Thanks zaz. It’s working now. I should have less questions once my manual comes. :slight_smile:

So now, does anybody know how to make the glass distort the LIGHT? I want to see some weird clumps of light on the table after passing through the glass. Is this possible?

–Colin

Woot!! Grats!! :slight_smile:

Glad to help.

As far as I know, the entire issue with the glass should be handled by the ray tracing parameters, assuming you’re using a pre-release build with it enabled. I haven’t spent a lot of time with that though, but the pointers about adjusting IOR and other paramters on the Mirror Transp panel under F5 is where you should be looking.

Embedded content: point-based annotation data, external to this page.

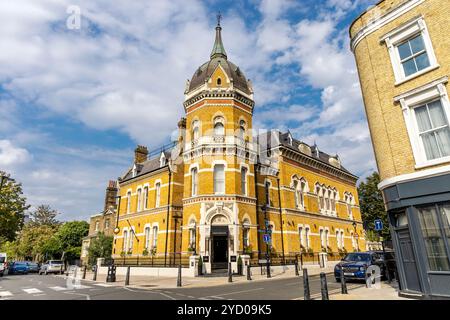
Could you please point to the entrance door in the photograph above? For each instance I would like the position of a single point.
(220, 252)
(408, 260)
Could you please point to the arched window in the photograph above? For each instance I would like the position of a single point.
(157, 194)
(155, 237)
(125, 241)
(267, 188)
(194, 180)
(242, 129)
(219, 178)
(139, 200)
(219, 129)
(244, 181)
(128, 201)
(307, 237)
(147, 237)
(145, 200)
(195, 130)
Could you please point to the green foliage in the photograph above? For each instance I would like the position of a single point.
(12, 207)
(44, 215)
(100, 247)
(372, 205)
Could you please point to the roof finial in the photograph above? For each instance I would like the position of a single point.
(218, 49)
(219, 17)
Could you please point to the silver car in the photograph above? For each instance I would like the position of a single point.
(52, 266)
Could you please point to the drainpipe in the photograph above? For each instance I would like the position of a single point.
(167, 218)
(281, 218)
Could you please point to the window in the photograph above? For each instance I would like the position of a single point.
(435, 231)
(219, 178)
(267, 189)
(125, 241)
(219, 129)
(426, 111)
(155, 237)
(242, 129)
(139, 200)
(128, 201)
(433, 129)
(147, 237)
(195, 130)
(145, 200)
(410, 50)
(244, 181)
(157, 194)
(307, 237)
(413, 55)
(194, 180)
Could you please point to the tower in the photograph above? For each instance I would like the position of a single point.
(219, 213)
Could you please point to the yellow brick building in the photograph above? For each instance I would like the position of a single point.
(402, 50)
(223, 186)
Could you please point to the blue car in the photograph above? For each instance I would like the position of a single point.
(18, 267)
(355, 265)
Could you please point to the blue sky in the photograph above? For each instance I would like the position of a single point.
(74, 103)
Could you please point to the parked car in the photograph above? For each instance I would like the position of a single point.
(3, 264)
(18, 267)
(52, 266)
(355, 265)
(33, 267)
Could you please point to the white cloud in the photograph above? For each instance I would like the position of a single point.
(11, 155)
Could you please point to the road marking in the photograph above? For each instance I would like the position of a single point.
(5, 294)
(103, 285)
(32, 290)
(58, 288)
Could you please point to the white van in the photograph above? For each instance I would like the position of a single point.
(3, 264)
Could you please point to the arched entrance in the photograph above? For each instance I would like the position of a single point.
(219, 242)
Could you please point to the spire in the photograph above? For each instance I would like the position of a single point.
(218, 49)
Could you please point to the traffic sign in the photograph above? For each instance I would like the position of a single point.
(378, 225)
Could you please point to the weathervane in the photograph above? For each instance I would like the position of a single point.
(219, 17)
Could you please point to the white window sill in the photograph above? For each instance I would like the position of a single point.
(433, 162)
(415, 75)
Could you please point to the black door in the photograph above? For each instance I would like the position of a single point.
(220, 250)
(408, 260)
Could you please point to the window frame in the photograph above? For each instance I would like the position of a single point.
(410, 100)
(400, 35)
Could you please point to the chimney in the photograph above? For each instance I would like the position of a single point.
(140, 154)
(110, 195)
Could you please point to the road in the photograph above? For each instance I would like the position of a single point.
(53, 287)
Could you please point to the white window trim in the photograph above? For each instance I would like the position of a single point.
(402, 33)
(417, 97)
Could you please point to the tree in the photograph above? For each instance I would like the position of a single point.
(44, 215)
(12, 207)
(372, 205)
(100, 247)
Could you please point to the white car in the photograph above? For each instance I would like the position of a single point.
(3, 263)
(52, 266)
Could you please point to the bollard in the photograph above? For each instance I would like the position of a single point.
(323, 286)
(306, 294)
(249, 276)
(127, 277)
(343, 283)
(179, 276)
(94, 277)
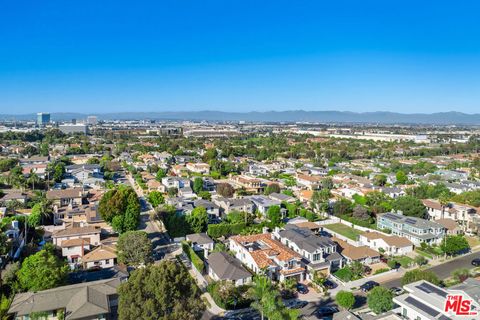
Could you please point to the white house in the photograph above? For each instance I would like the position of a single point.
(392, 245)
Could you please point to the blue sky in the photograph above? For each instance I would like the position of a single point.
(109, 56)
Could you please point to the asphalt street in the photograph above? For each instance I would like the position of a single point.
(444, 270)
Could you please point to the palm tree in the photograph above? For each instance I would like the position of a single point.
(33, 179)
(444, 202)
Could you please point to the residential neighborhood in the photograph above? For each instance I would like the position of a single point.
(313, 228)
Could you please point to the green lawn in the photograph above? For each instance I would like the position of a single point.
(423, 253)
(344, 230)
(404, 261)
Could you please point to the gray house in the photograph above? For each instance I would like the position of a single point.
(416, 230)
(320, 253)
(222, 266)
(84, 301)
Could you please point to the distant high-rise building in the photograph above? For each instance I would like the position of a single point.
(42, 119)
(92, 120)
(73, 128)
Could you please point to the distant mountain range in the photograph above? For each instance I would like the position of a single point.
(379, 117)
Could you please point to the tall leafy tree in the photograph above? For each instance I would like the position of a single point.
(410, 206)
(163, 291)
(198, 220)
(345, 299)
(380, 300)
(197, 185)
(43, 270)
(134, 248)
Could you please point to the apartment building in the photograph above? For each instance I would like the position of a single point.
(262, 253)
(416, 230)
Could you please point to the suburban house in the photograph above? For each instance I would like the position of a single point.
(202, 168)
(426, 301)
(263, 203)
(90, 232)
(201, 242)
(104, 256)
(262, 253)
(308, 181)
(85, 174)
(86, 214)
(154, 185)
(213, 210)
(16, 195)
(416, 230)
(391, 245)
(66, 197)
(83, 301)
(465, 215)
(282, 197)
(451, 226)
(224, 267)
(319, 252)
(250, 184)
(74, 249)
(362, 254)
(229, 204)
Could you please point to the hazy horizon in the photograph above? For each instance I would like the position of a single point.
(244, 56)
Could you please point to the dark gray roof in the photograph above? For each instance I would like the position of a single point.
(80, 300)
(227, 267)
(304, 238)
(199, 238)
(205, 203)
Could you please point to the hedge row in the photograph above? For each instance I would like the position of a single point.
(225, 229)
(192, 255)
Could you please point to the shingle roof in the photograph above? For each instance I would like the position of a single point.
(80, 300)
(390, 240)
(62, 194)
(200, 238)
(100, 253)
(304, 238)
(76, 231)
(227, 267)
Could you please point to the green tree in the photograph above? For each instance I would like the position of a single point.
(43, 270)
(453, 245)
(160, 175)
(274, 215)
(417, 275)
(268, 301)
(134, 248)
(156, 198)
(197, 185)
(345, 299)
(401, 177)
(205, 195)
(272, 188)
(342, 206)
(410, 206)
(121, 202)
(198, 220)
(380, 300)
(225, 190)
(380, 180)
(163, 291)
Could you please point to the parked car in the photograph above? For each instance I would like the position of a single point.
(369, 285)
(301, 288)
(329, 284)
(476, 262)
(296, 304)
(397, 291)
(325, 311)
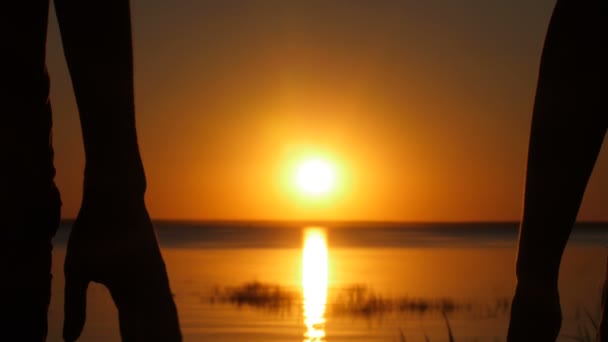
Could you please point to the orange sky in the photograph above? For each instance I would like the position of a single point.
(425, 108)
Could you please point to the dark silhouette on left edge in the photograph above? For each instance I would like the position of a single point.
(113, 240)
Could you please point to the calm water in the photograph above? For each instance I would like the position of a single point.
(329, 272)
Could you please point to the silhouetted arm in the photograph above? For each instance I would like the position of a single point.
(568, 127)
(98, 49)
(112, 241)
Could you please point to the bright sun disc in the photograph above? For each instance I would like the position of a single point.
(315, 177)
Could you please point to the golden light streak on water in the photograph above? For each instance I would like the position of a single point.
(314, 283)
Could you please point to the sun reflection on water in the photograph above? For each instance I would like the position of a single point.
(314, 283)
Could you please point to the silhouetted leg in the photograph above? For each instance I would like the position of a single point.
(568, 128)
(29, 200)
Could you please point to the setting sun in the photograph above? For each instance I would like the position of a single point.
(315, 177)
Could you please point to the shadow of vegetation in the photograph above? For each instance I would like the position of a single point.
(354, 301)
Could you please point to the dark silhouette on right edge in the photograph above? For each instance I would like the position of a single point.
(568, 127)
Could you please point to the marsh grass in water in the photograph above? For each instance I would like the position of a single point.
(355, 300)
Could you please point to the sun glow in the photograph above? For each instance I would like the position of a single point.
(315, 177)
(314, 283)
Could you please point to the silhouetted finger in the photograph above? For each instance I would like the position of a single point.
(75, 306)
(146, 312)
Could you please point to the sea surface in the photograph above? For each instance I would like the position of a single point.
(339, 281)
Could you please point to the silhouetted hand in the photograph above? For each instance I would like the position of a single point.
(113, 243)
(535, 313)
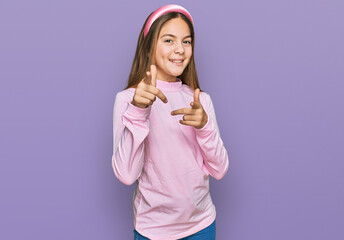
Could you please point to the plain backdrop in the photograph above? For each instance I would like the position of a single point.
(274, 70)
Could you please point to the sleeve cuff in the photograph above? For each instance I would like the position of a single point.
(207, 128)
(137, 112)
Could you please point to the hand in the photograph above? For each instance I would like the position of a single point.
(146, 91)
(194, 116)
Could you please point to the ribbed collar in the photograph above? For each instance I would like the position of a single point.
(169, 86)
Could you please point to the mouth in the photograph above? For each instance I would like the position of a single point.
(177, 62)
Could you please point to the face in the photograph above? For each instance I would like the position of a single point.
(173, 50)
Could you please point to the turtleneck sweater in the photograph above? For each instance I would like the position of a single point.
(170, 162)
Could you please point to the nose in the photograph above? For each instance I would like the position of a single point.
(179, 48)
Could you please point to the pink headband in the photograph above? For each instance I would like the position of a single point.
(161, 11)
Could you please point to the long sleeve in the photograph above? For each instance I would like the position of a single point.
(213, 150)
(130, 128)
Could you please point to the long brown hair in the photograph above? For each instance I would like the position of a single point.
(145, 52)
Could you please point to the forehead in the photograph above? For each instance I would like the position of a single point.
(176, 27)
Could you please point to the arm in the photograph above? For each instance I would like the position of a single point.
(130, 128)
(214, 153)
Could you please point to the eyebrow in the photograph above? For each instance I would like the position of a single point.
(171, 35)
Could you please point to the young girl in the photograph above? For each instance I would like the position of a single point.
(168, 147)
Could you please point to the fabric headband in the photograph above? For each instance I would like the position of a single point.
(161, 11)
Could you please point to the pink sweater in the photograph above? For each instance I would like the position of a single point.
(170, 162)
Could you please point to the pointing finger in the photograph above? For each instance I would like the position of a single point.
(196, 95)
(153, 75)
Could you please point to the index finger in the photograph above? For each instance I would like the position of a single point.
(153, 75)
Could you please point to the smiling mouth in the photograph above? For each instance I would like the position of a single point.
(177, 62)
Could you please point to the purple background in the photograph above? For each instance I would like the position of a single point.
(274, 70)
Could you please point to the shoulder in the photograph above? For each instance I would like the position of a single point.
(125, 95)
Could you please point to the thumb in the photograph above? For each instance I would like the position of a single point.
(196, 95)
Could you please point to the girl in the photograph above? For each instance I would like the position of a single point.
(164, 145)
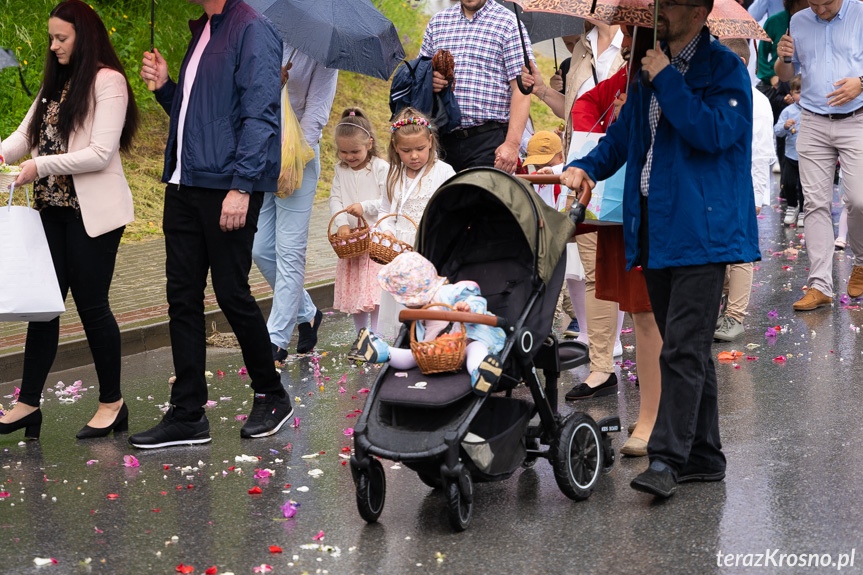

If you’re not using blender’s ray tracing pre-releases or its just not working, check the Python and Plugins forum for the refract plugin. Its a tad complicated to get it setup to work and may or may not be worth it. It should do what you want though, or most of it at least.

Effstops wrote:

So now, does anybody know how to make the glass distort the LIGHT? I want to see some weird clumps of light on the table after passing through the glass. Is this possible?

Sounds like what you are talking about is caustics. To do this you will have to use a raytracer like Yafray. I don’t think the Blender raytracer does caustics yet although I haven’t checked the latest builds yet.
Other wise you can fake caustics by putting an image map on a lamp. I believe if you check under specials community journals at the beginning of this site you can find a tutorial by theeth on how to fake caustics with Blender.
Paradox

Well I didn’t find that tutorial where I said it was and I don’t remember where I saw it, but, here is a link to Blender Brazil which has a good example of fake caustics and refraction (top left picture)

Also if goto the home page under top 10 downloads I believe the blend file is available for download for learning purposes. It’s called reftracao or something like that.